Friday, June 30th 2023, 12 p.m., Seminar room, U5 Building – via Roberto Cozzi 55, Milano.
Lecturer: Dr. Silvia Mostoni
Title: Surface modification of metal oxide nanoparticles for hybrid composite materials
Abstract: In the recent years, metal oxide nanoparticles (NPs) have gained an increasing interest because of their unique size dependent properties, with applications in a wide range of technologies such as (photo)catalysis, energy storage, optics, packaging, and automotive. Their high versatility is connected to the possibility to modulate their morphological and structural features, as well as their surface properties, by tailoring the inorganic/organic interfaces of oxide materials. Soft-chemistry techniques are used as powerful approaches to synthesize morphology-controlled oxide NPs and provide them with specific surface functionalities, through soft templates, capping molecules and by the careful use of controlled synthetic conditions. This plays a crucial role especially in the development of advanced hybrid materials and in the preparation of novel polymer nanocomposites, leading to the generation of active components in many formulation products and composite materials.
In this context, the work herein presented shows the design of new hybrid inorganic/organic architectures mainly based on silica and/or zinc oxide NPs, aiming at imparting functional properties to the metal oxide NPs by exploiting different functionalizing strategies. Specifically, three main targeted applications will be considered to demonstrate the key role of surface engineering and materials design in the development of inorganic-based materials, moving from the development of new activators for elastomer vulcanization [1], functional hybrid fillers [2] and luminescent inorganic materials with controlled optical properties [3]. Having the synthesis and characterization of these materials as the main core of the topic, also the performances of the materials will be discussed for each application, with a particular attention to investigate the correlation between the materials reactivity and their structural and morphological properties. The further optimization of the materials synthesis and functional properties is currently ongoing, promoted by the challenging opportunities to match the advances in the research of new technologies and their potential large-scale applications.
References:
[1] S. Mostoni et al., Ind. Eng. Chem. Res. 60, 10180-10192 (2021)
[2] L. Mezzomo et al., Electrochimica Acta 411, 140060 (2022)
[3] R. Crapanzano et al., Phys. Chem. Chem. Phys. 24, 21198-21209 (2022)
[4] S. Mostoni et al., Composites Science and Technology 230, 109780 (2022)

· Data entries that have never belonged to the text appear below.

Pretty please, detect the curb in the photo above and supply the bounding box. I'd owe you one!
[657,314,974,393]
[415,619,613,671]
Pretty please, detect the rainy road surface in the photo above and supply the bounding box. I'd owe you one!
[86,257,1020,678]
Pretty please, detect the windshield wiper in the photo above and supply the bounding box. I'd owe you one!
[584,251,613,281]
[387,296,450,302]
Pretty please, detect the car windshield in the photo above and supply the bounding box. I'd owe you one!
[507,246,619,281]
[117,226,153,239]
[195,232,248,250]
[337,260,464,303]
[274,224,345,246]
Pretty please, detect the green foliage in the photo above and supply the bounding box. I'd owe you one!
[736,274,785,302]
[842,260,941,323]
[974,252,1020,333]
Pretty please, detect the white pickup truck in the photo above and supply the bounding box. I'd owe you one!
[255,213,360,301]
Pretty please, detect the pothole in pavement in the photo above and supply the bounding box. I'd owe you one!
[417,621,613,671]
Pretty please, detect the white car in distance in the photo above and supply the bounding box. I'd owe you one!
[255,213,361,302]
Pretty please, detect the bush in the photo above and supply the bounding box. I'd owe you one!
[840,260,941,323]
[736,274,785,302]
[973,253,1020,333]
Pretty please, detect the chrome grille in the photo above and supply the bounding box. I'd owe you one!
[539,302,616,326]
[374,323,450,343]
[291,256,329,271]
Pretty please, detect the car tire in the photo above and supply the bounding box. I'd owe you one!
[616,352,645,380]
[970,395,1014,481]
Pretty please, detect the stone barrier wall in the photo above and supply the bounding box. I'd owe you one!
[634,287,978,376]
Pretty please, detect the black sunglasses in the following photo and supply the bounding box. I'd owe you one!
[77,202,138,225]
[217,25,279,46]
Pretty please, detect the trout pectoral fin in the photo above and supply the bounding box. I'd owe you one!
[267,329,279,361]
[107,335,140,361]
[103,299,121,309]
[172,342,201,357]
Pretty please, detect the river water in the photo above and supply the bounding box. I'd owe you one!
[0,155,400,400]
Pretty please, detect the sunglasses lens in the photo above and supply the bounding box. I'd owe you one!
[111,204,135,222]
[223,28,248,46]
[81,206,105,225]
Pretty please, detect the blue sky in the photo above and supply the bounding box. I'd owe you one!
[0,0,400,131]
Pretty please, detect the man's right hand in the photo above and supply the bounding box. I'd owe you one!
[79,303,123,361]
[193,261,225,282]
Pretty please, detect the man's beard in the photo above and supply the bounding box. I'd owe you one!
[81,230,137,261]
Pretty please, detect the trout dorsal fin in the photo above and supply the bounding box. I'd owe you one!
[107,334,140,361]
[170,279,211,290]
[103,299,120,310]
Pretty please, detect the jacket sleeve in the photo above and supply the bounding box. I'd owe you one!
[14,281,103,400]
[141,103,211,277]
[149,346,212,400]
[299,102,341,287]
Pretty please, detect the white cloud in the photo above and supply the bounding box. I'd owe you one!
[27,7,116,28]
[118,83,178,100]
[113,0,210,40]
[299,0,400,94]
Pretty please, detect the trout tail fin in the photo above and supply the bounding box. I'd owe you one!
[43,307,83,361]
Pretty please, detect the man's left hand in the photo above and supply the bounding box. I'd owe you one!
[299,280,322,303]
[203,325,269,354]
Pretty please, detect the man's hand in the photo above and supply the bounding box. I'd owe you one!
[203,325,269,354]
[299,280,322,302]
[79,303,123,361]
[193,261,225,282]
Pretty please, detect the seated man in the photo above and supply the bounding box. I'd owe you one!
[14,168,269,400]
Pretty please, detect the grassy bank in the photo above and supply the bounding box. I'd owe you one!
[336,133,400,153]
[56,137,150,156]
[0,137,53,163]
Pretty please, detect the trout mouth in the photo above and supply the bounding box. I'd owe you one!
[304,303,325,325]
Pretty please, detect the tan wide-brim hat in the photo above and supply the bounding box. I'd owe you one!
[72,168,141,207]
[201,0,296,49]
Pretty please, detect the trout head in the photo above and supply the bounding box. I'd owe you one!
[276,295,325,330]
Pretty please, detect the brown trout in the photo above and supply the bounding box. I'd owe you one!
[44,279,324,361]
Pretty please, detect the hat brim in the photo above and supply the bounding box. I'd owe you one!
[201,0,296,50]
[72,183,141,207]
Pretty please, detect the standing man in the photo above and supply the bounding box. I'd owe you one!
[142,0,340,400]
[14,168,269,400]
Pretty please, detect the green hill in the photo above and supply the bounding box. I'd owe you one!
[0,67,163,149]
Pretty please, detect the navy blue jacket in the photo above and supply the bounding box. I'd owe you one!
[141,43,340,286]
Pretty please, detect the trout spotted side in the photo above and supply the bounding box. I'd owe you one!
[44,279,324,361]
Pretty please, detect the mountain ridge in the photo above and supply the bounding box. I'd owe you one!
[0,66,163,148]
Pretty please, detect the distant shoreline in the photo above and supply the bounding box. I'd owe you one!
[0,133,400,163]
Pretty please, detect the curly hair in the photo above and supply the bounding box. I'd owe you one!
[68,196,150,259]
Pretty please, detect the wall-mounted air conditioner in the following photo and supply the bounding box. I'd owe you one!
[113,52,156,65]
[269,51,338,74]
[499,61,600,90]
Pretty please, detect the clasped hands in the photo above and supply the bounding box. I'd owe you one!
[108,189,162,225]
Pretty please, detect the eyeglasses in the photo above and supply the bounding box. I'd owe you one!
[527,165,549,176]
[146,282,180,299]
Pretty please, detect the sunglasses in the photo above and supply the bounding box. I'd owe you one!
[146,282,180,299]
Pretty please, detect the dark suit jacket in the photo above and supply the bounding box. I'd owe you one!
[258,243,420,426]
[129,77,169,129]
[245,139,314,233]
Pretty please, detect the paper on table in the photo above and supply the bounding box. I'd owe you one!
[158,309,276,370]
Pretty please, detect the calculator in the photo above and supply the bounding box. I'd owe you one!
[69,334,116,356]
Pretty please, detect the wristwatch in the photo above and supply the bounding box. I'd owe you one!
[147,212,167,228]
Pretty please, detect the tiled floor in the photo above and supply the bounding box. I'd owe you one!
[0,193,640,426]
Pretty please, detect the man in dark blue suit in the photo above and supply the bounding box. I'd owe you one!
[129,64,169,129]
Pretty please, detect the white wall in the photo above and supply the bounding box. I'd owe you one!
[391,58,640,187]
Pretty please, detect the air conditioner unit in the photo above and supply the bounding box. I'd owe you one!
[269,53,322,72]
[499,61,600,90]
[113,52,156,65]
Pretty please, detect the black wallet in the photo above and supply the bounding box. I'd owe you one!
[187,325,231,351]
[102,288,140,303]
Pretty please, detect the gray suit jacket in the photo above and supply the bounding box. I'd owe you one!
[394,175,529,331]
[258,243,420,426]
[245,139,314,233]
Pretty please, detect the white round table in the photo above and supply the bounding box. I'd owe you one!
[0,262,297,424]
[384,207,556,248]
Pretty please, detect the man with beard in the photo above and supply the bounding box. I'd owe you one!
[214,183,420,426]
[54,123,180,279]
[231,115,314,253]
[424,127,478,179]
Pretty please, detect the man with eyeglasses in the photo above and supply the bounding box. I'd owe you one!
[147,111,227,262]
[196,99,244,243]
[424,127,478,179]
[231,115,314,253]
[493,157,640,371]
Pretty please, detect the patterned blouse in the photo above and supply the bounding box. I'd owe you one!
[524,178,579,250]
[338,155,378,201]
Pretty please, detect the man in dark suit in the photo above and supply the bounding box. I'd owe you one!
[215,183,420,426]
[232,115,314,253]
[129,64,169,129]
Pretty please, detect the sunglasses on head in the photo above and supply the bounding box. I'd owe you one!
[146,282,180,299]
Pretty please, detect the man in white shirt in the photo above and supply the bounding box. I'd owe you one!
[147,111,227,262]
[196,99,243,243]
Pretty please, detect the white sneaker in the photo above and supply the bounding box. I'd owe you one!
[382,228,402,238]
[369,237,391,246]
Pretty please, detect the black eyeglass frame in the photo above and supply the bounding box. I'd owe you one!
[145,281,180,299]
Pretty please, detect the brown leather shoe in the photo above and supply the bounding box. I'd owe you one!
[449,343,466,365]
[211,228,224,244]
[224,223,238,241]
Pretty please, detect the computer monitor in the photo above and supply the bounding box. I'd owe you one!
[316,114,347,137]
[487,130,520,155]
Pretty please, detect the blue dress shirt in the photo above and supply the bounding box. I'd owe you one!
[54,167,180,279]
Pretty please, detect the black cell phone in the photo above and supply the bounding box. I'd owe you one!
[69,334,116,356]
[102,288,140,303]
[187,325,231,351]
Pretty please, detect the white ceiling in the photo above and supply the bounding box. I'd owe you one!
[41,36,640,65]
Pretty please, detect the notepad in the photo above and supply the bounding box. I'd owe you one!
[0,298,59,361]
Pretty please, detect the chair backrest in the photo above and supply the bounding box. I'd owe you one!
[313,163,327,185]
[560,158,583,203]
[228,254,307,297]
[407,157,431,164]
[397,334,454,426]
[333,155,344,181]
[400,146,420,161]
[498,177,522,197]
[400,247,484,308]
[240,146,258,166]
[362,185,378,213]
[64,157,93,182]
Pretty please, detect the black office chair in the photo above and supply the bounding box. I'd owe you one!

Lecturer: Dr. Artur Tuktamyshev
Title: Droplet Epitaxy of Nanostructures for Non-Classical Emitters
Abstract: A new growth method for III-V microcrystals was first proposed by N. Koguchi and co-workers in the 1990s [1]. The fabrication process consists of two stages. Group III liquid metal droplets are grown on the surface, followed by crystallization and transformation into semiconductor nanostructures by annealing in the group V atmosphere.
The main advantages of DE are the possibility to fabricate semiconductor quantum dots (QDs) in lattice-matched systems, for instance, GaAs/AlGaAs QDs [2], compared to common growth technique for strain-driven QD fabrication – the Stranski-Krastanov growth mode, at which 3D islands of the growth material appear on the substrate surface with different lattice constant due to elastic strain relaxation. The second is the independent control of the density and the size of self-assembled nanostructures.
I would like to present a critical survey of the state of the art of DE, highlighting the advantages and weaknesses, the achievements and challenges that are still open, in view of applications in quantum photonic devices. DE has proven its ability to produce high-performance low-density QD-based non-classical emitters (single and entangled-photon sources) [3, 4].
References:
[1] Koguchi, N., Takahashi, S. & Chikyow, T. New MBE growth method for InSb quantum well boxes. J. Cryst. Growth 111, 688–692 (1991).
[2] Bietti, S. et al. Precise shape engineering of epitaxial quantum dots by growth kinetics. Phys. Rev. B 92, 075425 (2015).
[3] Schweickert, L. et al. On-demand generation of background-free single photons from a solid-state source. Appl. Phys. Lett. 112, 093106 (2018).
[3] Basso Basset, F. et al. High-Yield Fabrication of Entangled Photon Emitters for Hybrid Quantum Networking Using High-Temperature Droplet Epitaxy. Nano Lett. 18, 505–512 (2018).